Russia's central bank has cut its key interest rate today (March 13th) by one percentage point to 14 per cent, in a bid to stimulate the country's economy. The Central Bank of Russia (CBR) had already cut the rate to 15 per cent from 17 per cent at the end of January.
In a statement accompanying news of the cut, the CBR said it had taken into account that the "balance of risks is still shifted towards a more significant cooling of the economy." The rate rise strengthened the rouble against the dollar.
"We were of the view that with the Russian economy in recession this year, that the central bank could afford to front-load the rate cut slightly more than they did," Dan Salter, head of equity strategy at Renaissance Capital, told CNBC.

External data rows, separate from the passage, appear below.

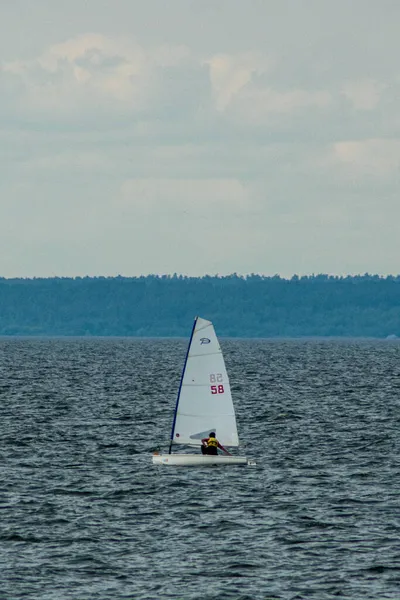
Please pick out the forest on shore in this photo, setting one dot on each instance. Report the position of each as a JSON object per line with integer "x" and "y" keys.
{"x": 164, "y": 306}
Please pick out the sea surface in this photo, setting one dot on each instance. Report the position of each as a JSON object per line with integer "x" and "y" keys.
{"x": 84, "y": 515}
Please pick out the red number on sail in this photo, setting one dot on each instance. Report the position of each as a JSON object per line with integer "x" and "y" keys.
{"x": 217, "y": 389}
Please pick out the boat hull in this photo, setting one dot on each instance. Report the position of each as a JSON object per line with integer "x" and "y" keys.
{"x": 200, "y": 460}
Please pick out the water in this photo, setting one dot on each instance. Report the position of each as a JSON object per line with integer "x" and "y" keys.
{"x": 84, "y": 515}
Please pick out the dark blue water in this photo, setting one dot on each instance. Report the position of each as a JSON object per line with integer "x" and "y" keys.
{"x": 84, "y": 514}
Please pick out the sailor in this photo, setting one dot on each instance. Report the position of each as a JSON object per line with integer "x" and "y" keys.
{"x": 210, "y": 445}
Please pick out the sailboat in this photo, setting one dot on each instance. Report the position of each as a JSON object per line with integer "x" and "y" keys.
{"x": 204, "y": 404}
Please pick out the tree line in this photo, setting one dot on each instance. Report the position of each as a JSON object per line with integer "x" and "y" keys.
{"x": 164, "y": 306}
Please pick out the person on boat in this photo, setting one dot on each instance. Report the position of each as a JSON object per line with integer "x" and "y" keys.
{"x": 210, "y": 445}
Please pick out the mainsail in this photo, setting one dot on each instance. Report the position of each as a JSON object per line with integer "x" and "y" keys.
{"x": 204, "y": 402}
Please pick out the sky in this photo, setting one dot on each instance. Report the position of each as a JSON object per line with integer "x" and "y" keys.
{"x": 199, "y": 136}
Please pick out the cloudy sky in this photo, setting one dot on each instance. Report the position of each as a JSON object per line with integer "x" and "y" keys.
{"x": 199, "y": 136}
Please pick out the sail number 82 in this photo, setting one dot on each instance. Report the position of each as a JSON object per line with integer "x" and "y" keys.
{"x": 216, "y": 378}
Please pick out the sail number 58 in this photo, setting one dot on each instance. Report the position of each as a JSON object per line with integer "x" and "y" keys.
{"x": 216, "y": 378}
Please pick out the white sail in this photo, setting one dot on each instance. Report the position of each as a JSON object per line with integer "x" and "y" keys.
{"x": 204, "y": 401}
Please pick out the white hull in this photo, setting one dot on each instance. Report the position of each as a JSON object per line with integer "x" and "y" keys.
{"x": 194, "y": 460}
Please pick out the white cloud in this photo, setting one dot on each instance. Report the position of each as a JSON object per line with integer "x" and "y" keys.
{"x": 375, "y": 158}
{"x": 364, "y": 94}
{"x": 247, "y": 136}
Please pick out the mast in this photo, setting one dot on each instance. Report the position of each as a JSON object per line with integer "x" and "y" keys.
{"x": 180, "y": 386}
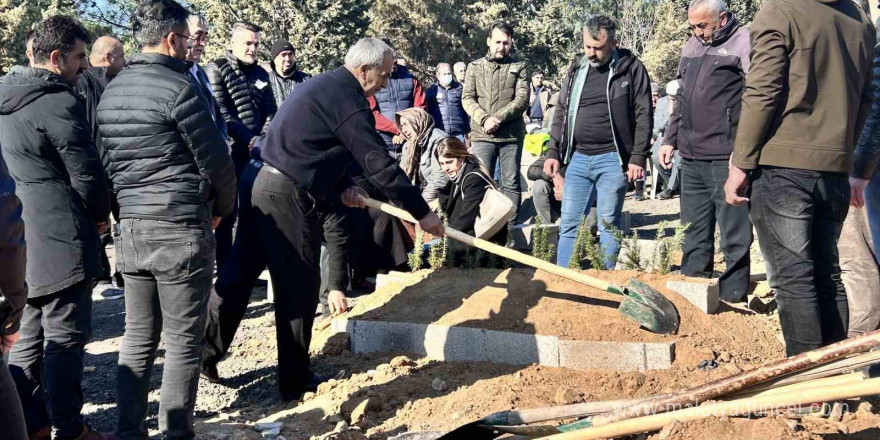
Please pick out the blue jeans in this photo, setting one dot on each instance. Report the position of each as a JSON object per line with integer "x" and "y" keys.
{"x": 872, "y": 205}
{"x": 586, "y": 178}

The country had increased interest rates last year up to 17 per cent to fight the decline of the rouble, which fell 46 per cent in 2014. The Russian economy contracted by 0.5 per cent in November, representing the country's first fall in gross domestic product (GDP) since October 2009.

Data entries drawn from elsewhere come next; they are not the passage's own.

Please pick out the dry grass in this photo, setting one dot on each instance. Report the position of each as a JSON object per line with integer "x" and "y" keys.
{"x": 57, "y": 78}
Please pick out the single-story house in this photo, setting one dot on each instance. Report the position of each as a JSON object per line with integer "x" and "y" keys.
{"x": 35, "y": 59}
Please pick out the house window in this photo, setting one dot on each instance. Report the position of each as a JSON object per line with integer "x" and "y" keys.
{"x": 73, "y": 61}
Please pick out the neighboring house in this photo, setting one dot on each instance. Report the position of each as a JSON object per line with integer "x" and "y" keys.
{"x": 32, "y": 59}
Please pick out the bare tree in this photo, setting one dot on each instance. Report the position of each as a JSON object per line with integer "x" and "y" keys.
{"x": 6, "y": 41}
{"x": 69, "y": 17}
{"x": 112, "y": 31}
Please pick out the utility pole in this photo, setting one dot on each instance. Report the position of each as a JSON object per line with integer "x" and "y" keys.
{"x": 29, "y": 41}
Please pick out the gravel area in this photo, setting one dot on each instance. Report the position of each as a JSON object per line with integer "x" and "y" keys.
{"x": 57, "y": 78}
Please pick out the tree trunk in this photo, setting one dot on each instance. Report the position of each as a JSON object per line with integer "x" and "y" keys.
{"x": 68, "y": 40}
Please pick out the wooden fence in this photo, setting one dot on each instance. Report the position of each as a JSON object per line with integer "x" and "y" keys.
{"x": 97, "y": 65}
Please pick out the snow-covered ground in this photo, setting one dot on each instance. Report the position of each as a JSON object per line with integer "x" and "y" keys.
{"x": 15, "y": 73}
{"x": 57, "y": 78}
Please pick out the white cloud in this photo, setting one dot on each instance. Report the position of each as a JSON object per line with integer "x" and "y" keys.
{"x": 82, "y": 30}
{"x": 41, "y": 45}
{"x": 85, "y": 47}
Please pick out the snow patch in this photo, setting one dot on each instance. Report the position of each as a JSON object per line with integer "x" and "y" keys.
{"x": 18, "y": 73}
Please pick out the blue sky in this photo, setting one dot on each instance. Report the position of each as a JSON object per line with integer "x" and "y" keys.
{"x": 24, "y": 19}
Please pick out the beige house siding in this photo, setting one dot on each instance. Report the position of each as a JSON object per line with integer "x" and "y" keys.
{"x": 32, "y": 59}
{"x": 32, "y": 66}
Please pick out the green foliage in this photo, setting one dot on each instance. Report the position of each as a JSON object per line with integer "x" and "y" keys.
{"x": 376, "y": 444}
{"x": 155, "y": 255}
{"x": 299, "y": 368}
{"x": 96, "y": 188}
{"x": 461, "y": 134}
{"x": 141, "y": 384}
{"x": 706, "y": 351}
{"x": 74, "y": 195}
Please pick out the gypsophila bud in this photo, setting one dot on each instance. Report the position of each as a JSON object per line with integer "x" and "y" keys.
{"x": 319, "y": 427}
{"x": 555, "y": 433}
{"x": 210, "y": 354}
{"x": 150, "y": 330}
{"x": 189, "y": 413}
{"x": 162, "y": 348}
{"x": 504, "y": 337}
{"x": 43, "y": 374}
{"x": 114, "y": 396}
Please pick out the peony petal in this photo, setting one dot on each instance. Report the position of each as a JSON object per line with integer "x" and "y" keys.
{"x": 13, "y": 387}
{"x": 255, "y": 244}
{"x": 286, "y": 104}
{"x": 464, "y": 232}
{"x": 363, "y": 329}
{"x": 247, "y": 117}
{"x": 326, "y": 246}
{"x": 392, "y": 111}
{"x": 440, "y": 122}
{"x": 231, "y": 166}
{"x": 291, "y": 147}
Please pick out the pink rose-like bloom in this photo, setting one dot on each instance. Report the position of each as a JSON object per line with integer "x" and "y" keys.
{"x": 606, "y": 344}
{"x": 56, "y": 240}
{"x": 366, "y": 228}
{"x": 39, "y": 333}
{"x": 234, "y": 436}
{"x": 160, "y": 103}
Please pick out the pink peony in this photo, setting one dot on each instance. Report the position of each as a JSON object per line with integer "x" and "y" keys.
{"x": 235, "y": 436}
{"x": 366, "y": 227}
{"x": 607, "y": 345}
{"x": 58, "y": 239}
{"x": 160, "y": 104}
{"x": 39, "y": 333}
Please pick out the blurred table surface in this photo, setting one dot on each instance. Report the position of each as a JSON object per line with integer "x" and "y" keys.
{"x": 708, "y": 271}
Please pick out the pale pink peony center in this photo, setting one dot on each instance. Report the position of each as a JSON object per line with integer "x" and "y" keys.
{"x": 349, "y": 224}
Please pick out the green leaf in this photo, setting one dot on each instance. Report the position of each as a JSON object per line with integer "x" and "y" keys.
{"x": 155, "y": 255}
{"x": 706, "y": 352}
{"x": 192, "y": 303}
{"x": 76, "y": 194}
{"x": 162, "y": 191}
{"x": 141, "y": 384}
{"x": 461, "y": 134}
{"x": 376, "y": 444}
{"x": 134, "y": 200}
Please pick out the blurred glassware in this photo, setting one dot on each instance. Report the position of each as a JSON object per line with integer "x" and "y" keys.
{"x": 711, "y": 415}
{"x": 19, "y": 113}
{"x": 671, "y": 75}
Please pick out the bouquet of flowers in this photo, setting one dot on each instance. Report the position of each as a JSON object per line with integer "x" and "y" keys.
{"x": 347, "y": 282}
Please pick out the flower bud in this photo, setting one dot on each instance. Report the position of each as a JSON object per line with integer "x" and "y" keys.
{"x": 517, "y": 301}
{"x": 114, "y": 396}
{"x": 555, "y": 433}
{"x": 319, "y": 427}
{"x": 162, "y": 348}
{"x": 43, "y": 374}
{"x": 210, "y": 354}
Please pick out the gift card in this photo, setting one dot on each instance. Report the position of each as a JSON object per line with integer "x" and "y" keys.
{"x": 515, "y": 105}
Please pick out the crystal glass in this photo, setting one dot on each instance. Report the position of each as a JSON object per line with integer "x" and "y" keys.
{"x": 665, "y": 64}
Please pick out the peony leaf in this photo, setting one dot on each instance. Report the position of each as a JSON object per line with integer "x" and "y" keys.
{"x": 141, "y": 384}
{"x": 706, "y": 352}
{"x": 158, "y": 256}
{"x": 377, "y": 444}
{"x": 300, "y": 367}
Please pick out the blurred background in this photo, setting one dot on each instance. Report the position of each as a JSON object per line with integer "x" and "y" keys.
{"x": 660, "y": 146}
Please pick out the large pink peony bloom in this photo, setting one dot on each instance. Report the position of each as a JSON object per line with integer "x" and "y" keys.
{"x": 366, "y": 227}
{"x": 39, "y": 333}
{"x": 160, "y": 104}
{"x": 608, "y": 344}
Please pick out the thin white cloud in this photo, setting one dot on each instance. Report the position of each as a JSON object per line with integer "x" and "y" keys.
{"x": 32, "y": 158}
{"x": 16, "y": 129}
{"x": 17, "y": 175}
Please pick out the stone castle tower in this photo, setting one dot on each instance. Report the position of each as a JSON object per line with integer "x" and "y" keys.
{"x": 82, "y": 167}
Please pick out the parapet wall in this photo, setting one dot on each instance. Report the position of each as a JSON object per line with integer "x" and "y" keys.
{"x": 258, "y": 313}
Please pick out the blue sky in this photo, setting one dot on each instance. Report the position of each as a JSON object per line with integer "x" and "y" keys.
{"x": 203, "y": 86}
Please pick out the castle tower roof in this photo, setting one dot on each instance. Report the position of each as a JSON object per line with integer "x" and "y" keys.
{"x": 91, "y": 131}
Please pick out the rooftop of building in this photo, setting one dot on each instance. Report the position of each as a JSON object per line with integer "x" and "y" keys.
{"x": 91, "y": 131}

The CBR also slashed its growth forecast today. It expects the Russian economy to contract by between 3.5 per cent and four per cent in 2015, worse than its January prediction of three per cent.
Western sanctions and declining oil prices have hit the country hard, as the economy relies heavily on revenues from oil exports. Production levels are not set to change after members of the Organization of Petroleum Exporting Countries voted against an output cut in 2014. Inflation is also soaring, hitting 16.7 per cent in February, with food prices jumping by 23 per cent compared to last year.